Mitochondrial H2O2 has been linked to aging, cancer, and neurodegenerative diseases such as Parkinson's, and the ability to track the compound in mitochondria is important to understanding its roles in these conditions. But there has been no simple way to image mitochondrial H2O2 and distinguish it from other reactive oxygen species, such as superoxide, nitric oxide, and hydroxyl radicals.

UC Berkeley assistant professor of chemistry Christopher J. Chang and graduate student Bryan C. Dickinson have developed a probe that can do both. H2O2 reacts with the probe to remove the probe's boronate group and release fluorescent dye.

The probe is based on fluorescent boronate compounds previously developed by Chang's group. But the earlier compounds were not specific to organelles.

Now, Chang and Dickinson have added a mitochondria-targeting phosphonium group to a fluorescent boronate compound. The new fluorophore, called MitoPY1 (shown, Ph = phenyl), fluoresces to indicate rising levels of H2O2 within mitochondria of mammalian cells under stress.

Chang says the synthetic strategy to attach the targeting group can be easily adapted to create probes that target other organelles as well. "The flexibility of our approach is that virtually any functional group can be added in the last step of the synthesis," Chang says.

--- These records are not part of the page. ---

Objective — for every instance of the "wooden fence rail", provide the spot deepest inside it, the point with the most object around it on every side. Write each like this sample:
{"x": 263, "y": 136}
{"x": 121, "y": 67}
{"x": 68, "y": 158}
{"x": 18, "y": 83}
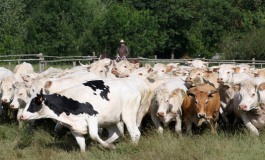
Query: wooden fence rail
{"x": 43, "y": 61}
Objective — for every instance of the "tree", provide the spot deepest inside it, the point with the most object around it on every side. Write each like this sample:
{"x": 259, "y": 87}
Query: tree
{"x": 12, "y": 27}
{"x": 138, "y": 28}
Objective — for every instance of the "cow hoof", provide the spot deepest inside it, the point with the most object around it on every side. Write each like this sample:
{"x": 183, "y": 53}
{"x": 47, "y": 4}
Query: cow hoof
{"x": 112, "y": 146}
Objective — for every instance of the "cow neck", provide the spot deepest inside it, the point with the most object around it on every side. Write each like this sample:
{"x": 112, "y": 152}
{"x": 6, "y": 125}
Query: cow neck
{"x": 258, "y": 104}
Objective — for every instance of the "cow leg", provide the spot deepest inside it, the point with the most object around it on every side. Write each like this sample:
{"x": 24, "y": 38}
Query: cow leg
{"x": 114, "y": 133}
{"x": 19, "y": 113}
{"x": 188, "y": 126}
{"x": 92, "y": 122}
{"x": 178, "y": 124}
{"x": 155, "y": 119}
{"x": 213, "y": 125}
{"x": 80, "y": 141}
{"x": 130, "y": 122}
{"x": 249, "y": 125}
{"x": 223, "y": 114}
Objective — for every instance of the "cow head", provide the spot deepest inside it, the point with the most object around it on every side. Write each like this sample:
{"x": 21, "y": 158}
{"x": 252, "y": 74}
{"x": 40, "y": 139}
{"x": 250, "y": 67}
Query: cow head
{"x": 249, "y": 96}
{"x": 201, "y": 100}
{"x": 225, "y": 76}
{"x": 7, "y": 89}
{"x": 195, "y": 77}
{"x": 169, "y": 102}
{"x": 34, "y": 108}
{"x": 21, "y": 95}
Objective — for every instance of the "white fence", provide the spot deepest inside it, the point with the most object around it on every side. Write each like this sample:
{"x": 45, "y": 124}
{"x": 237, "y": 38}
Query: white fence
{"x": 42, "y": 61}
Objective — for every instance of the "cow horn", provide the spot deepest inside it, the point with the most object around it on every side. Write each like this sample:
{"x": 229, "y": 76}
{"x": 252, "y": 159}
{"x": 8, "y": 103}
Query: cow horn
{"x": 211, "y": 93}
{"x": 84, "y": 65}
{"x": 190, "y": 94}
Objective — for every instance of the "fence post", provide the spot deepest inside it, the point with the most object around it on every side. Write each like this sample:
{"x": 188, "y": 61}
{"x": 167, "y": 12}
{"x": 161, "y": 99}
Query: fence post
{"x": 9, "y": 65}
{"x": 41, "y": 64}
{"x": 253, "y": 62}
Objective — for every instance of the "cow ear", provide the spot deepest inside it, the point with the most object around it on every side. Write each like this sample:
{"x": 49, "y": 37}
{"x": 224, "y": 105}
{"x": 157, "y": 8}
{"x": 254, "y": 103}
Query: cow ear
{"x": 236, "y": 87}
{"x": 40, "y": 96}
{"x": 148, "y": 67}
{"x": 190, "y": 94}
{"x": 210, "y": 94}
{"x": 235, "y": 69}
{"x": 174, "y": 93}
{"x": 84, "y": 65}
{"x": 48, "y": 84}
{"x": 261, "y": 87}
{"x": 169, "y": 68}
{"x": 137, "y": 65}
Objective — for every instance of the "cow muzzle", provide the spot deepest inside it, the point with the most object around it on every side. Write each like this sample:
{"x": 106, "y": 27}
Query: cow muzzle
{"x": 201, "y": 115}
{"x": 23, "y": 118}
{"x": 160, "y": 114}
{"x": 220, "y": 80}
{"x": 243, "y": 107}
{"x": 11, "y": 106}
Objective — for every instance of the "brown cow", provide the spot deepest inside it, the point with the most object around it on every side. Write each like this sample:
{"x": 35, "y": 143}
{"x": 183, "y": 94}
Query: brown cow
{"x": 198, "y": 76}
{"x": 201, "y": 105}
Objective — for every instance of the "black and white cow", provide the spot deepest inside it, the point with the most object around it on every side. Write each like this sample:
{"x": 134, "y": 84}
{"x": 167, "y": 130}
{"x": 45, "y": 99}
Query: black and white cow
{"x": 79, "y": 117}
{"x": 116, "y": 101}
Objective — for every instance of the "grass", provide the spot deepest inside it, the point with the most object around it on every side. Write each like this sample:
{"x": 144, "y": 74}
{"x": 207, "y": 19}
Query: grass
{"x": 18, "y": 143}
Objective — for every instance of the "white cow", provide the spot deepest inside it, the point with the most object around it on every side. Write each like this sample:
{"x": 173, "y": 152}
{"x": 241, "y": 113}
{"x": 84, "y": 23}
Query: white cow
{"x": 249, "y": 105}
{"x": 79, "y": 117}
{"x": 22, "y": 95}
{"x": 198, "y": 64}
{"x": 7, "y": 88}
{"x": 227, "y": 78}
{"x": 109, "y": 100}
{"x": 168, "y": 98}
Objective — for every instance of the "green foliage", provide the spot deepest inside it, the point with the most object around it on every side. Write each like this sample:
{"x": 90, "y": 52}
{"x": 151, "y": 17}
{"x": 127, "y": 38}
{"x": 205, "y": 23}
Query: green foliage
{"x": 12, "y": 29}
{"x": 137, "y": 28}
{"x": 248, "y": 46}
{"x": 184, "y": 27}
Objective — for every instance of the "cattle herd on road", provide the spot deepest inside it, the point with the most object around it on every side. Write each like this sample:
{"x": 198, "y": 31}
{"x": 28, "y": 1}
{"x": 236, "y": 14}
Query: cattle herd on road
{"x": 111, "y": 95}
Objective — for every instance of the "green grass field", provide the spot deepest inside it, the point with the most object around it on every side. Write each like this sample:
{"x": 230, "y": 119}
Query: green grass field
{"x": 42, "y": 144}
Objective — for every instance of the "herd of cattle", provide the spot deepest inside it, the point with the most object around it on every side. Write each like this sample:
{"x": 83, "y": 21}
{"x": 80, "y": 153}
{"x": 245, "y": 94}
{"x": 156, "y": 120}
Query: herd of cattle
{"x": 111, "y": 95}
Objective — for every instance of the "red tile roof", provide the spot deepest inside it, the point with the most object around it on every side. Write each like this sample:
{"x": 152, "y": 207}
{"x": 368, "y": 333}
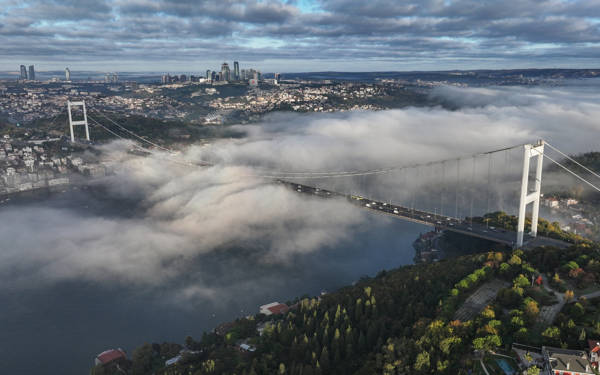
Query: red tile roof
{"x": 279, "y": 309}
{"x": 110, "y": 355}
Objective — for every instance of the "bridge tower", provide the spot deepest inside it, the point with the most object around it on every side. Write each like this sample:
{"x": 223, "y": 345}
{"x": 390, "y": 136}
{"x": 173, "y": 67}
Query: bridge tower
{"x": 529, "y": 152}
{"x": 80, "y": 122}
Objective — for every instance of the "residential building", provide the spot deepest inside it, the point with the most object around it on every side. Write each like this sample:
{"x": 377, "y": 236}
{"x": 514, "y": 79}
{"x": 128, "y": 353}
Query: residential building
{"x": 274, "y": 308}
{"x": 566, "y": 362}
{"x": 109, "y": 356}
{"x": 225, "y": 72}
{"x": 236, "y": 70}
{"x": 594, "y": 347}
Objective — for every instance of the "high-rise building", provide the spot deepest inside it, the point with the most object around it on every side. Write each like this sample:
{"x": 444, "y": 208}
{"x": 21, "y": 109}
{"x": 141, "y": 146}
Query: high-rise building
{"x": 225, "y": 72}
{"x": 23, "y": 72}
{"x": 236, "y": 71}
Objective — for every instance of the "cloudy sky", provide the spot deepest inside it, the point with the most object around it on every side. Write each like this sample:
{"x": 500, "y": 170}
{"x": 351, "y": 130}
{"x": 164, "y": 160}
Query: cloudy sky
{"x": 298, "y": 35}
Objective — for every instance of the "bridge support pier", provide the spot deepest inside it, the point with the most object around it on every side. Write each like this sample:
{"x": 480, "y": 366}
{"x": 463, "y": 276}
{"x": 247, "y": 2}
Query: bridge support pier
{"x": 529, "y": 152}
{"x": 80, "y": 122}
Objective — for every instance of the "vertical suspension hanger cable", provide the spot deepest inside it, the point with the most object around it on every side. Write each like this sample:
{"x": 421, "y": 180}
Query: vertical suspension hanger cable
{"x": 457, "y": 187}
{"x": 472, "y": 191}
{"x": 443, "y": 166}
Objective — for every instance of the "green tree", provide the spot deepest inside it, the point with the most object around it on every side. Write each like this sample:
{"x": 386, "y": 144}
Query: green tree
{"x": 422, "y": 362}
{"x": 141, "y": 359}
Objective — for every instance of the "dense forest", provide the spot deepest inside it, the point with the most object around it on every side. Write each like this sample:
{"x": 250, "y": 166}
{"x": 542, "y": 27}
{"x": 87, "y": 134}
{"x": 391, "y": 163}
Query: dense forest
{"x": 401, "y": 321}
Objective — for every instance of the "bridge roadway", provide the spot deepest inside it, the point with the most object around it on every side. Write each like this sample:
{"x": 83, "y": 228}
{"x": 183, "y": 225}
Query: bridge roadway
{"x": 438, "y": 221}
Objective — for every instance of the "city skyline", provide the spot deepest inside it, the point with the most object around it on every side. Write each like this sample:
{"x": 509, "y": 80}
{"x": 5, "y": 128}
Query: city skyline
{"x": 295, "y": 36}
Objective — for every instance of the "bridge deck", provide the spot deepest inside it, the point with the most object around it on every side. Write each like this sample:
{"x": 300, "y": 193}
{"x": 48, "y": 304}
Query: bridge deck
{"x": 441, "y": 222}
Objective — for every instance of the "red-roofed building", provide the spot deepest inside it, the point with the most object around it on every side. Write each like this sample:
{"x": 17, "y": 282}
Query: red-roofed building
{"x": 109, "y": 356}
{"x": 594, "y": 347}
{"x": 274, "y": 308}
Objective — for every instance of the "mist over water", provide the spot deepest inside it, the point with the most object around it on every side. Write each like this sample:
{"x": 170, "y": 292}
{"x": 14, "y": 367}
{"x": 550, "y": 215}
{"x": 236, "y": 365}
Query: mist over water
{"x": 84, "y": 317}
{"x": 164, "y": 250}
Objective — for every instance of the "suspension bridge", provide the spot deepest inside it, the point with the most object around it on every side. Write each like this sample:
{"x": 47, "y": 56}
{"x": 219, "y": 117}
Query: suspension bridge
{"x": 430, "y": 204}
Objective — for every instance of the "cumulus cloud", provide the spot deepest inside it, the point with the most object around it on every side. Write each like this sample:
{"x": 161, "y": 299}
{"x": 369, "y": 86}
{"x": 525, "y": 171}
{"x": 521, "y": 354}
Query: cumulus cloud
{"x": 183, "y": 214}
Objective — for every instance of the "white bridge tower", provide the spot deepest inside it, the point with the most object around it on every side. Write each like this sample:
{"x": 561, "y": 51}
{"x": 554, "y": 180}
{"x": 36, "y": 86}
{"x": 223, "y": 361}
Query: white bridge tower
{"x": 80, "y": 122}
{"x": 530, "y": 152}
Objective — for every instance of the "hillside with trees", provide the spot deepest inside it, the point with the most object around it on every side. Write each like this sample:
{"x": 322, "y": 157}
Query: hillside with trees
{"x": 402, "y": 321}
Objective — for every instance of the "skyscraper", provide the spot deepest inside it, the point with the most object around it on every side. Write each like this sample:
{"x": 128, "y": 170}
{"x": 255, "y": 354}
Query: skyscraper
{"x": 23, "y": 72}
{"x": 225, "y": 72}
{"x": 236, "y": 71}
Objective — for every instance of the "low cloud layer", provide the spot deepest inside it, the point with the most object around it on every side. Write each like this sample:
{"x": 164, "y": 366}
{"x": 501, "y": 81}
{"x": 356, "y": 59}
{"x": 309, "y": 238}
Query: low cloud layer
{"x": 183, "y": 213}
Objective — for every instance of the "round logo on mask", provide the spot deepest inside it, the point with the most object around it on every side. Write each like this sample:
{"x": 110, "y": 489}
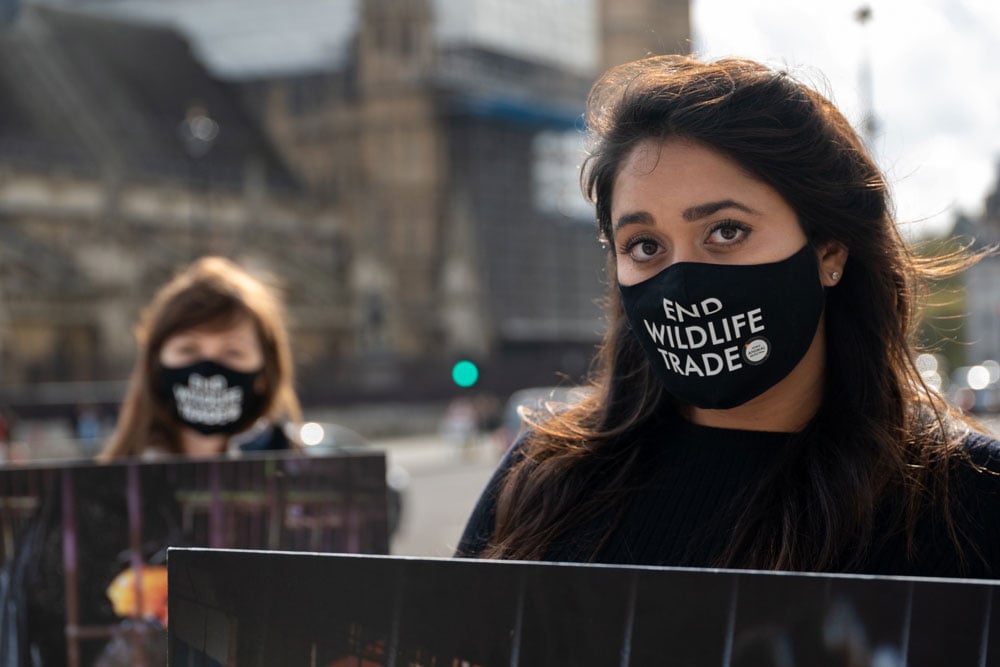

This probe should help researchers better understand H2O2 production in cells, a goal that has been hampered by a lack of tools, says Michael P. Murphy, a mitochondria expert at the MRC Dunn Human Nutrition Unit, in Cambridge, England.

Leslie B. Poole, a biochemistry professor at Wake Forest University School of Medicine, in Winston-Salem, N.C., says the probe may help demonstrate which mechanisms trigger, regulate, or inhibit mitochondrial H2O2 generation and could also shed light on other H2O2-linked cellular phenomena, such as redox signaling and programmed cell death.